Analyzing Buffer Pool Instance Distribution for a Table in MySQL

As the memory usage of MySQL grows, it is advisable to enable multiple InnoDB buffer pool instances. The article investigates how many buffer pool instances a single table occupies and whether a table can reside in only one instance.

The experiment creates a test database, builds a populated table (referencing a previous experiment for the CREATE statement), repeatedly inserts rows to increase data volume, and then queries the buffer pool distribution. The query output (196 rows) is manually simplified for analysis.

Observations from the simplified results show a clear pattern:

The table’s data pages alternate between two buffer pool instances (POOL_ID 0 and 1).

Pages 3‑35 appear in POOL 1, while pages 36‑63 are empty.

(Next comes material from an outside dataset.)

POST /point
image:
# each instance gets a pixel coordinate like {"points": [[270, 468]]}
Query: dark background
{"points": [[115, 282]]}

Subsequently, every block of 64 pages switches to the other POOL, creating an alternating sequence.

The article explains why multiple buffer pools are needed: a single pool would cause heavy lock contention when accessing the buffer pool, whereas multiple pools distribute the lock load.

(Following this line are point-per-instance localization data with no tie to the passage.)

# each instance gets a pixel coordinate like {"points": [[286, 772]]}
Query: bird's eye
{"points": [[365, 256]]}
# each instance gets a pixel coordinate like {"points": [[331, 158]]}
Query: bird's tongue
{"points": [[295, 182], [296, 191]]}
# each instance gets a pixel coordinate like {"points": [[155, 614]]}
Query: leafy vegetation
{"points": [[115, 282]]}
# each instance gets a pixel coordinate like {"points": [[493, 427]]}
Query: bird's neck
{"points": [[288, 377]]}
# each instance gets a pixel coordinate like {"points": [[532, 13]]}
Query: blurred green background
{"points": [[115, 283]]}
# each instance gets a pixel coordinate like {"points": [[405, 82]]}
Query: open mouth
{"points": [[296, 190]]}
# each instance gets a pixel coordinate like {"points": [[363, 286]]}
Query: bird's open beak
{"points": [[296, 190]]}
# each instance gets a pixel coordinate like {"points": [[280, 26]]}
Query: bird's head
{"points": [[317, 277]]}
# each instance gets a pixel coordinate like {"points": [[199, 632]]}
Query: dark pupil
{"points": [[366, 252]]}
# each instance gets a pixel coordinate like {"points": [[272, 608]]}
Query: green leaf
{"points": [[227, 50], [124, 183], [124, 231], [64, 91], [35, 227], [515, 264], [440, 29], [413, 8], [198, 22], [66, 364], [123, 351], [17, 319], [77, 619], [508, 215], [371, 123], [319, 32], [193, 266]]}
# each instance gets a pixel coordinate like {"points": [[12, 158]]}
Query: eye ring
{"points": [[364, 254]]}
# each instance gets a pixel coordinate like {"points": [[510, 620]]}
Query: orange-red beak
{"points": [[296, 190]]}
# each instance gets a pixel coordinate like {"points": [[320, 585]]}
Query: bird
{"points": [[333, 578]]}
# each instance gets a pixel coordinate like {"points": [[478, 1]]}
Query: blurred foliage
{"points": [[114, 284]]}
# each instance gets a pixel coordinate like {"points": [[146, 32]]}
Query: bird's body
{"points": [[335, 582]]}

It also clarifies why pages are not assigned one‑by‑one to different pools: scanning contiguous pages is common, and assigning each page to a different pool would increase lock contention rather than alleviate it.

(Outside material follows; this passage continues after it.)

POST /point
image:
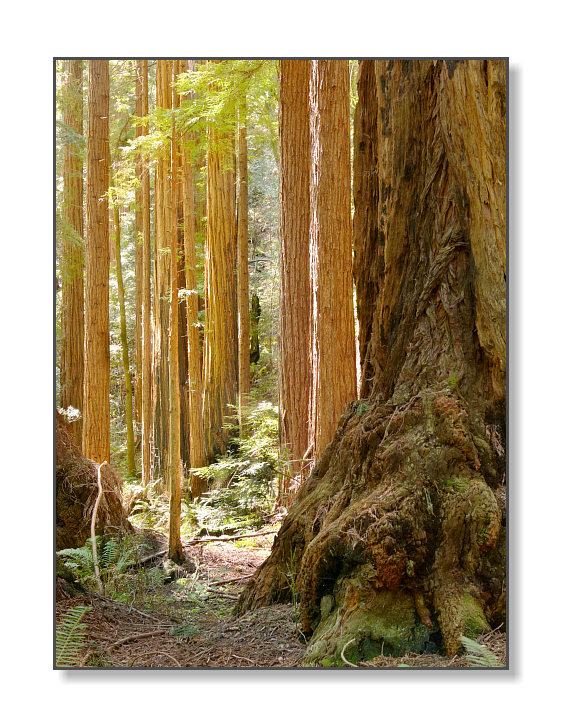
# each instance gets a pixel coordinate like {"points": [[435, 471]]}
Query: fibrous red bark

A practical tip is provided: querying information_schema.INNODB_BUFFER_PAGE can be expensive, so it should be avoided in production environments without proper testing.

Finally, the article shows how to estimate the amount of a specific table’s data residing in the buffer pool, noting that the number of rows does not map exactly to the number of pages because InnoDB pages contain more than just row data.